French cooks typically make goujons with fresh-caught sole. The fillets are sliced lengthwise into narrow strips, which are then wetted with either butter or egg yolk, then dipped into breadcrumbs seasoned with salt or pepper. Most cooks allow the strips to rest for a few moments — sometimes up to an hour — before frying them quickly in oil.
Goujons prepared in the French fashion are typically served with a savory sauce, Dijon or dill in most cases, that can be either drizzled over the top or set to the side as a dip. Cornichons, which are small pickled gherkins, usually accompany the dish.
Differences in Cajun Preparations
French settlers in Louisiana brought with them many French traditions, both culinary and cultural, but had a tendency to make their own adaptations and adjustments. The hybrid culture that resulted is usually referred to as Cajun.

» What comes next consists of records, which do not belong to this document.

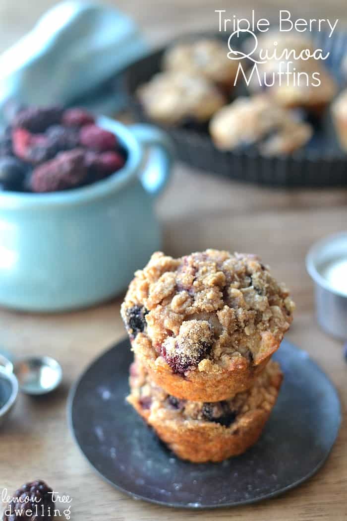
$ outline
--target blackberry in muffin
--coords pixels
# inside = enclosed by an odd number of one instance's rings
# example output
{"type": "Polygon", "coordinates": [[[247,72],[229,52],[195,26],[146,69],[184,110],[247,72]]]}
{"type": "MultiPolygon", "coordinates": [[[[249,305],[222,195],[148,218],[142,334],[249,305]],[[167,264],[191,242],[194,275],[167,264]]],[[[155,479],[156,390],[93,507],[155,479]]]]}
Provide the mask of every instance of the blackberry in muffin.
{"type": "Polygon", "coordinates": [[[294,307],[256,256],[207,250],[177,259],[153,254],[135,273],[121,314],[153,382],[177,399],[209,402],[251,387],[294,307]]]}
{"type": "Polygon", "coordinates": [[[144,366],[132,364],[127,398],[159,438],[183,460],[222,461],[242,454],[259,439],[276,403],[282,375],[270,362],[249,390],[221,402],[191,402],[153,383],[144,366]]]}

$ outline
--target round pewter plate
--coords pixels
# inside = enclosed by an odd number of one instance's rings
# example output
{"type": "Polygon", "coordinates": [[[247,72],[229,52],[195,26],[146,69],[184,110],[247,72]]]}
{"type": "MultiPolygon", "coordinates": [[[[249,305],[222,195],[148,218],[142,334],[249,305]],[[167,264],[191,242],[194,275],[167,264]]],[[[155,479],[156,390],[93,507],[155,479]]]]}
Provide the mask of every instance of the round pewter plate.
{"type": "Polygon", "coordinates": [[[274,358],[284,381],[258,442],[222,463],[178,460],[125,401],[132,354],[127,340],[96,360],[71,390],[70,426],[105,479],[133,497],[206,508],[259,501],[297,486],[327,457],[341,421],[336,391],[307,354],[284,341],[274,358]]]}

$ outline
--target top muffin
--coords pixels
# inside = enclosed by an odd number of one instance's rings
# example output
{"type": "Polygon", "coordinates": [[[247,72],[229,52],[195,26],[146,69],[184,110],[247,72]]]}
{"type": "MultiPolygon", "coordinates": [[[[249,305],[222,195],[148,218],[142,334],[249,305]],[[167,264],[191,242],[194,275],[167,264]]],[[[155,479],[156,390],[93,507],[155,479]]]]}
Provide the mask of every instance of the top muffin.
{"type": "Polygon", "coordinates": [[[250,387],[293,308],[255,255],[207,250],[178,259],[155,253],[121,313],[156,383],[178,398],[214,401],[250,387]]]}

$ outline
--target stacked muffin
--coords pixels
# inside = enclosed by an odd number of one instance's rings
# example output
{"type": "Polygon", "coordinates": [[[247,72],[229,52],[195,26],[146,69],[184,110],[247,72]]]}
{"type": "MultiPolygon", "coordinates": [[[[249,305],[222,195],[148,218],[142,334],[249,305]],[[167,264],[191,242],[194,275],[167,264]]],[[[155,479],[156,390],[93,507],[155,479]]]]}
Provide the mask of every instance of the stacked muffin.
{"type": "Polygon", "coordinates": [[[282,374],[270,361],[294,304],[255,255],[155,253],[122,306],[128,401],[180,457],[221,461],[259,437],[282,374]]]}

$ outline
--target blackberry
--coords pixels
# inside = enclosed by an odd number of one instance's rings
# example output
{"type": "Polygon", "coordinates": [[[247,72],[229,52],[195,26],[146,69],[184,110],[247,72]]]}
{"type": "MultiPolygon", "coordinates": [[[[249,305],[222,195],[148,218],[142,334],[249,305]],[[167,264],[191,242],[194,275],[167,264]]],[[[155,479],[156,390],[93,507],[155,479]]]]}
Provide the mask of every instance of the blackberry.
{"type": "Polygon", "coordinates": [[[0,157],[3,156],[13,156],[12,146],[12,129],[7,127],[3,134],[0,137],[0,157]]]}
{"type": "Polygon", "coordinates": [[[17,157],[0,158],[0,183],[4,190],[21,190],[27,166],[17,157]]]}
{"type": "Polygon", "coordinates": [[[204,419],[225,427],[229,427],[236,417],[235,413],[230,410],[228,402],[225,401],[204,403],[201,412],[204,419]]]}
{"type": "Polygon", "coordinates": [[[148,311],[143,306],[133,306],[126,310],[125,326],[132,339],[138,333],[142,333],[146,325],[145,317],[148,311]]]}
{"type": "Polygon", "coordinates": [[[179,374],[183,375],[190,369],[195,369],[200,362],[208,354],[211,350],[211,344],[202,342],[195,346],[194,351],[190,353],[185,352],[184,348],[181,349],[178,342],[176,343],[176,351],[174,353],[168,353],[165,346],[162,346],[161,354],[171,369],[179,374]]]}
{"type": "Polygon", "coordinates": [[[12,120],[12,127],[26,129],[29,132],[44,132],[48,127],[59,125],[61,121],[61,107],[29,107],[21,110],[12,120]]]}
{"type": "Polygon", "coordinates": [[[55,159],[36,167],[31,175],[33,192],[55,192],[81,186],[87,176],[84,152],[75,148],[60,152],[55,159]]]}
{"type": "Polygon", "coordinates": [[[3,521],[48,521],[54,517],[53,491],[44,481],[27,483],[15,492],[3,521]]]}

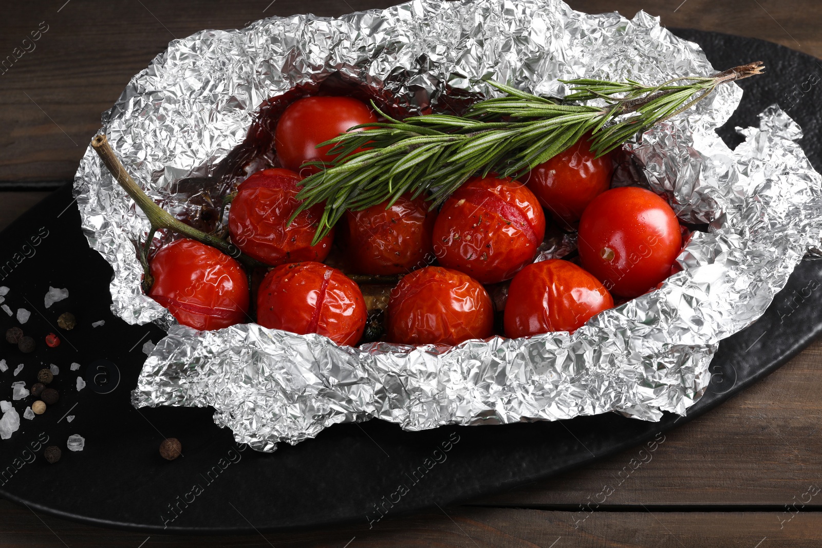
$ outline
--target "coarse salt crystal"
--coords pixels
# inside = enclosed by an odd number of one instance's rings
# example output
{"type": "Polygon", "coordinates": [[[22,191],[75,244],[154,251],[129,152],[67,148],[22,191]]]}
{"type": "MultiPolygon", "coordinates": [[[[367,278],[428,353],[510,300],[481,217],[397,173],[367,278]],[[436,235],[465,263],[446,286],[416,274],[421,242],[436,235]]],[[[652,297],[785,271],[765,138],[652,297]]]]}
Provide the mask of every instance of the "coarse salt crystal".
{"type": "Polygon", "coordinates": [[[58,289],[57,288],[48,286],[48,292],[46,293],[43,300],[45,302],[46,308],[48,308],[55,302],[62,301],[67,297],[68,297],[68,289],[58,289]]]}
{"type": "Polygon", "coordinates": [[[12,399],[23,399],[29,395],[29,389],[25,388],[25,383],[22,380],[12,383],[12,399]]]}
{"type": "Polygon", "coordinates": [[[0,418],[0,439],[8,440],[20,428],[20,415],[17,410],[12,408],[2,414],[0,418]]]}
{"type": "Polygon", "coordinates": [[[66,442],[66,447],[69,451],[82,451],[85,445],[85,438],[79,434],[68,436],[68,440],[66,442]]]}
{"type": "Polygon", "coordinates": [[[25,308],[17,309],[17,321],[21,324],[25,324],[29,320],[29,316],[31,315],[31,312],[25,310],[25,308]]]}

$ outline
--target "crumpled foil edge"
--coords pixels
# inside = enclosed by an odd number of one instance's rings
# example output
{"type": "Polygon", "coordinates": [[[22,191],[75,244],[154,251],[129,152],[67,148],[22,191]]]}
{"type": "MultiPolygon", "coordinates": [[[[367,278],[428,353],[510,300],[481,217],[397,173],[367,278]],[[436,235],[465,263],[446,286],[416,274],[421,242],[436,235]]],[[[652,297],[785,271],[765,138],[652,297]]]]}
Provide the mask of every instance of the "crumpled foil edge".
{"type": "MultiPolygon", "coordinates": [[[[338,19],[295,16],[175,40],[136,75],[104,119],[135,178],[184,215],[183,177],[207,176],[237,146],[268,97],[337,72],[389,92],[408,111],[441,104],[449,86],[493,94],[474,79],[562,95],[560,79],[714,71],[693,44],[640,12],[587,15],[558,0],[417,0],[338,19]]],[[[134,241],[145,216],[90,149],[75,196],[90,245],[112,264],[113,311],[169,328],[144,365],[132,403],[213,405],[238,442],[272,451],[339,422],[381,418],[406,430],[558,420],[616,411],[658,420],[704,393],[718,341],[764,312],[820,233],[820,175],[801,130],[766,110],[731,150],[716,135],[741,91],[723,85],[695,108],[626,146],[645,184],[681,219],[709,223],[679,256],[683,271],[606,311],[573,334],[495,337],[450,349],[337,347],[259,325],[197,332],[139,289],[134,241]]]]}

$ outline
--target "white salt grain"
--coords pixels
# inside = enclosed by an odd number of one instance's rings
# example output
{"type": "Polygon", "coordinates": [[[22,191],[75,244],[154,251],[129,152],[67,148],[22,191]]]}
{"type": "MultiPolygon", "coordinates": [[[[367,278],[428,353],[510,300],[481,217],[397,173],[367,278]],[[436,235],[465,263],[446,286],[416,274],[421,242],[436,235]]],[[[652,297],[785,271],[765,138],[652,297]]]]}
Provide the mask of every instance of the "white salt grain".
{"type": "Polygon", "coordinates": [[[0,439],[8,440],[20,428],[20,415],[12,408],[2,414],[0,418],[0,439]]]}
{"type": "Polygon", "coordinates": [[[85,445],[85,438],[79,434],[68,436],[68,440],[66,442],[66,447],[68,448],[69,451],[82,451],[84,445],[85,445]]]}
{"type": "Polygon", "coordinates": [[[46,293],[43,300],[45,302],[46,308],[48,308],[55,302],[62,301],[67,297],[68,297],[68,289],[58,289],[57,288],[48,286],[48,292],[46,293]]]}
{"type": "Polygon", "coordinates": [[[29,320],[29,316],[31,315],[31,312],[25,310],[25,308],[17,309],[17,321],[21,324],[25,324],[29,320]]]}
{"type": "Polygon", "coordinates": [[[23,399],[29,395],[29,389],[25,388],[25,383],[22,380],[18,380],[16,383],[12,383],[12,399],[18,400],[23,399]]]}

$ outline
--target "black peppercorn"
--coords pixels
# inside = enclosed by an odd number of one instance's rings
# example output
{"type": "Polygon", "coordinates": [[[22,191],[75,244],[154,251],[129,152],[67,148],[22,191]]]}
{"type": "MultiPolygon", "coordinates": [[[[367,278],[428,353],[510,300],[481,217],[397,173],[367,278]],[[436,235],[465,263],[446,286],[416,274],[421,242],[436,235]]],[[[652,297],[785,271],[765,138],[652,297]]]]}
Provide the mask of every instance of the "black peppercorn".
{"type": "Polygon", "coordinates": [[[159,444],[159,454],[166,460],[174,460],[182,453],[182,445],[177,438],[166,438],[159,444]]]}
{"type": "Polygon", "coordinates": [[[34,352],[36,346],[35,339],[31,337],[22,337],[20,342],[17,343],[17,348],[20,348],[20,352],[25,352],[26,354],[30,352],[34,352]]]}
{"type": "Polygon", "coordinates": [[[60,399],[60,393],[53,388],[47,388],[43,390],[43,394],[40,394],[40,399],[48,405],[54,405],[57,403],[57,401],[60,399]]]}
{"type": "Polygon", "coordinates": [[[19,327],[10,327],[6,331],[6,340],[12,344],[18,344],[23,338],[23,330],[19,327]]]}
{"type": "Polygon", "coordinates": [[[37,380],[44,385],[48,385],[51,381],[54,380],[54,375],[52,374],[50,369],[41,369],[37,373],[37,380]]]}
{"type": "Polygon", "coordinates": [[[62,451],[61,451],[60,448],[57,445],[49,445],[46,448],[46,450],[43,452],[43,456],[46,458],[46,460],[50,464],[53,464],[60,460],[60,457],[62,456],[62,451]]]}
{"type": "Polygon", "coordinates": [[[75,318],[74,315],[71,312],[63,312],[60,315],[60,317],[57,319],[57,325],[61,329],[71,331],[74,329],[74,326],[77,325],[77,319],[75,318]]]}

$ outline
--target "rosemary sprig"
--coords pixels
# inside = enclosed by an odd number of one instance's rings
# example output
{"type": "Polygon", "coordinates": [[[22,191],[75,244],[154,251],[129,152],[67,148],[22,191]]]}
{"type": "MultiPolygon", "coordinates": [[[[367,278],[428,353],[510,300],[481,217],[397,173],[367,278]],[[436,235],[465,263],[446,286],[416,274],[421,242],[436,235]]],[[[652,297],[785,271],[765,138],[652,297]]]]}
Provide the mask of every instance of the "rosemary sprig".
{"type": "MultiPolygon", "coordinates": [[[[325,202],[315,243],[346,210],[358,210],[401,195],[427,199],[436,207],[476,173],[520,177],[566,150],[591,132],[598,155],[637,133],[676,116],[708,96],[717,85],[760,74],[761,62],[713,76],[673,78],[655,86],[627,80],[562,81],[571,93],[563,99],[538,97],[493,81],[506,94],[469,108],[464,116],[429,114],[358,126],[321,145],[333,144],[330,165],[305,178],[294,217],[325,202]],[[696,97],[694,97],[694,95],[696,97]],[[603,106],[576,104],[601,99],[603,106]],[[363,129],[364,128],[364,129],[363,129]],[[365,147],[367,150],[359,150],[365,147]]],[[[376,108],[376,107],[375,107],[376,108]]]]}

Cajun cooks commonly make goujons, but the preparation is slightly different.
A Cajun goujon is usually made with catfish, for one thing, rather than the more traditional sole. Catfish is a commonly caught fish in Louisiana’s coastal waters. The narrow filleting technique is the same, but the breading in Cajun versions is often very spicy, often incorporating red pepper flakes or chili oil.
Most Cajun iterations are served with other fried foods or seafood, and are usually accompanied by potato “wedges,” which are thick-sliced potatoes baked or fried just to the point of crispiness. Mayonnaise, ketchup, and hot sauce are usually provided as dips.
Distinctions Between Goujons, Fish and Chips, and Fish Sticks
Goujons are frequently compared to fish and chips and fish stick preparations, though the three are different in a number of important respects. In most fish and chip preparations, entire fish fillets are battered — not breaded — which makes them more properly fritters.
Fish sticks usually involve breading, but the fish inside is often little more than sludge. Commercial fish manufacturers typically make fish sticks by mashing together excess trimmings and parts left over from whole fillets and other cuts. Rather than discard these scraps, they are combined into stick-like shapes, breaded, and fried or baked.
A number of cooks, both in and outside of France, have applied the goujon technique to slices of chicken fillet, creating a dish known as “chicken goujon.” This dish is prepared exactly as it would be with fish, and the condiments and common side dishes are usually the same.
Other Modifications and Variations
Cooks have taken many liberties with goujon preparations over the years. One of the most common variations — aside from changing the central meat — concerns the manner of cooking. In order to make the dish lower in fat, many cooks elect to bake the fish or chicken strips, rather than deep-frying them. Skillet frying with a bit of olive oil is also common.
The breading is another place for innovation. Many cooks augment their breadcrumbs with a variety of spices, herbs, or grated cheeses. Rougher breading like panko can also be used to lend a different texture to the goujon.